M. Juncker «tient à faire part de sa conviction que le sort de l'Italie ne saurait dépendre des injonctions que pourraient lui adresser les marchés financiers», a déclaré la Commission dans un communiqué publié quelques heures après une mise en garde du commissaire Oettinger sur un «signal des marchés» aux électeurs italiens.

Ancien haut responsable du Fonds monétaire international (FMI), Carlo Cottarelli a été désigné lundi, au lendemain du veto spectaculaire de M. Mattarella à un exécutif alliant la Ligue et le M5S sans garantie du maintien de l'Italie dans l'euro.

Élections dès juillet ?

Une décision que les chefs de file des deux formations antisystème ont dénoncé avec virulence, estimant qu'elle ne respectait pas le vote des Italiens.

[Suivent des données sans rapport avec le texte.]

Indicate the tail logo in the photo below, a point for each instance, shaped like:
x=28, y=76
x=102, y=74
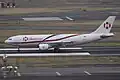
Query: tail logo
x=107, y=25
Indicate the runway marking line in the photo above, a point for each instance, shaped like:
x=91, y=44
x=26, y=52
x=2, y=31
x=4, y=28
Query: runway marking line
x=87, y=73
x=58, y=73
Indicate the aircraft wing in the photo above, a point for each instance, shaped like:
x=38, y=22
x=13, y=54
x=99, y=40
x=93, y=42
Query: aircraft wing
x=45, y=54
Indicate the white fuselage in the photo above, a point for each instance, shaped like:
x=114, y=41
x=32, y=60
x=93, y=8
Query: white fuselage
x=35, y=40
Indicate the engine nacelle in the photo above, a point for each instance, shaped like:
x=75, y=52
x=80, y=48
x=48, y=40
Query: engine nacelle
x=43, y=46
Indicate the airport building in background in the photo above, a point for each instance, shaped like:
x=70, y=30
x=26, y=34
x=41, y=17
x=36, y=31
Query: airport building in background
x=7, y=4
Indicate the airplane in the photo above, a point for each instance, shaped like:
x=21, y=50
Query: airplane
x=55, y=41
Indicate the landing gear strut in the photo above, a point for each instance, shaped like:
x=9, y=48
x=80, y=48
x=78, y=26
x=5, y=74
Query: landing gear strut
x=7, y=69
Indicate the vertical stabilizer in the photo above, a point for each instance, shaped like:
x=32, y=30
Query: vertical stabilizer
x=106, y=26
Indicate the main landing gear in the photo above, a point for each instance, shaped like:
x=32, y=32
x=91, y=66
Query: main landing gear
x=7, y=69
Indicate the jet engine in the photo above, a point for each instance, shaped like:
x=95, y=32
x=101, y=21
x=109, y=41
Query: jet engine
x=43, y=46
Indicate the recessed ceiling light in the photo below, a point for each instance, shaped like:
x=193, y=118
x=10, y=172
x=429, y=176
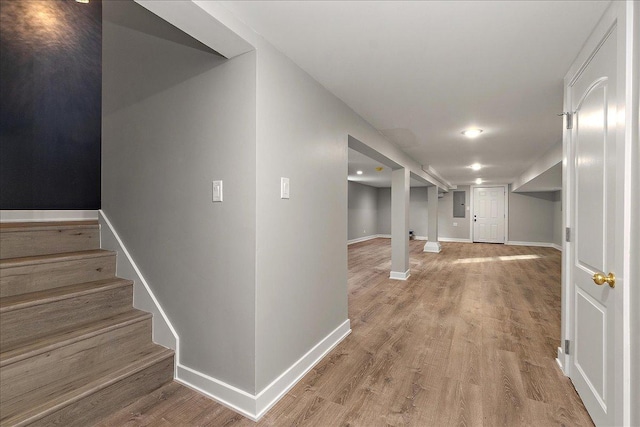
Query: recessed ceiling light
x=472, y=133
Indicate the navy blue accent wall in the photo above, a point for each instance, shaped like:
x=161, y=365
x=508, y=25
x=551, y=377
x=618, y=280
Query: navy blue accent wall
x=50, y=104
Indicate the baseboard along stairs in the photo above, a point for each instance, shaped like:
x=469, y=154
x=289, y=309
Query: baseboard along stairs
x=73, y=349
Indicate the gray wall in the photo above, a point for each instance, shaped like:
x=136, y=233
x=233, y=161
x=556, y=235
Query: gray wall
x=384, y=211
x=417, y=211
x=176, y=117
x=531, y=217
x=302, y=133
x=446, y=219
x=362, y=213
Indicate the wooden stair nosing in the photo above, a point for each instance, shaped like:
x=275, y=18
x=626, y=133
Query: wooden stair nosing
x=74, y=396
x=67, y=338
x=53, y=258
x=21, y=301
x=9, y=227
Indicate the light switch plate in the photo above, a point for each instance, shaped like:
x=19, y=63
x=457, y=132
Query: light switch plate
x=217, y=191
x=284, y=188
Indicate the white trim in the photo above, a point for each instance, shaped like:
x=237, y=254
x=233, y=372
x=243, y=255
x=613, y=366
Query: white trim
x=376, y=236
x=433, y=247
x=143, y=297
x=361, y=239
x=255, y=406
x=272, y=393
x=399, y=275
x=539, y=244
x=506, y=208
x=454, y=239
x=561, y=360
x=47, y=215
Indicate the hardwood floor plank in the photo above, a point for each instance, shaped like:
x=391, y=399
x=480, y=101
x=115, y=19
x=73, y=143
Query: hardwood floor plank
x=468, y=340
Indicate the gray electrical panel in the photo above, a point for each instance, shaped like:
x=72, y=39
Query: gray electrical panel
x=459, y=210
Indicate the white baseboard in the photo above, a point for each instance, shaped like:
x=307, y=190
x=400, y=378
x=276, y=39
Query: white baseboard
x=373, y=236
x=143, y=297
x=361, y=239
x=560, y=360
x=539, y=244
x=47, y=215
x=255, y=406
x=454, y=239
x=399, y=275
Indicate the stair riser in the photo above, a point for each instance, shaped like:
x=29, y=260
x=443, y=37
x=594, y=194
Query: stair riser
x=42, y=320
x=39, y=277
x=31, y=381
x=15, y=244
x=92, y=408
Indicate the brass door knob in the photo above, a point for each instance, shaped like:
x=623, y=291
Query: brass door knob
x=600, y=279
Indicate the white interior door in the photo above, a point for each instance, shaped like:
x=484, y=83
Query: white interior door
x=488, y=214
x=596, y=248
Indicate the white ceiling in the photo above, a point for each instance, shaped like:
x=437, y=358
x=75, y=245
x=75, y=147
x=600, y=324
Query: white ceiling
x=370, y=176
x=421, y=72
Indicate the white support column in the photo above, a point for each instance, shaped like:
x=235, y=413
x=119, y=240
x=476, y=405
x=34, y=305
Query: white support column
x=400, y=224
x=432, y=244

«Je conteste une erreur importante dans le fait de dire non à un gouvernement qui avait une majorité, un programme et une liste de ministres», s'est insurgé Matteo Salvini, le patron de la Ligue, qui avait annoncé lundi que les futures élections seraient «un plébiscite» opposant «le peuple et la vraie vie contre les vieilles castes».

«Samedi et dimanche, nous serons dans plus de 1000 lieux publics à travers le pays pour expliquer les idées, l'avenir et le programme de la Ligue, et aussi recueillir des signatures pour qu'à l'avenir le président de la République [...] soit élu directement par les citoyens», a ajouté M. Salvini.

Luigi Di Maio, chef de file du M5S, a plaidé pour un retour aux urnes «le plus  tôt possible», alors que des médias commençaient à évoquer la date du 29 juillet.

«Si le gouvernement du changement avait été nommé, aujourd'hui nous aurions un gouvernement politique, fort, qui serait déjà au travail», a-t-il ajouté.

M. Di Maio milite aussi pour obtenir la destitution de M. Mattarella, une procédure parlementaire possible uniquement en cas de «haute trahison» ou d'«atteinte» à la Constitution de la part du chef de l'État.

Pour l'instant, les sondages évoquent des intentions de vote stables ou en très légère baisse pour le M5S, qui a obtenu plus de 32% des voix en mars, et en nette hausse pour la Ligue, qui dépasse désormais les 20%, parfois largement, après obtenu 17% en mars au sein de la coalition de droite.

Les médias ont évoqué la possibilité, que M. Salvini n'a pas complètement rejetée, d'un accord électoral entre la Ligue et le M5S susceptible d'offrir une large majorité aux populistes. À moins qu'une réforme électorale n'introduise suffisamment de scrutin majoritaire pour permettre à l'un des deux camps de gouverner seul.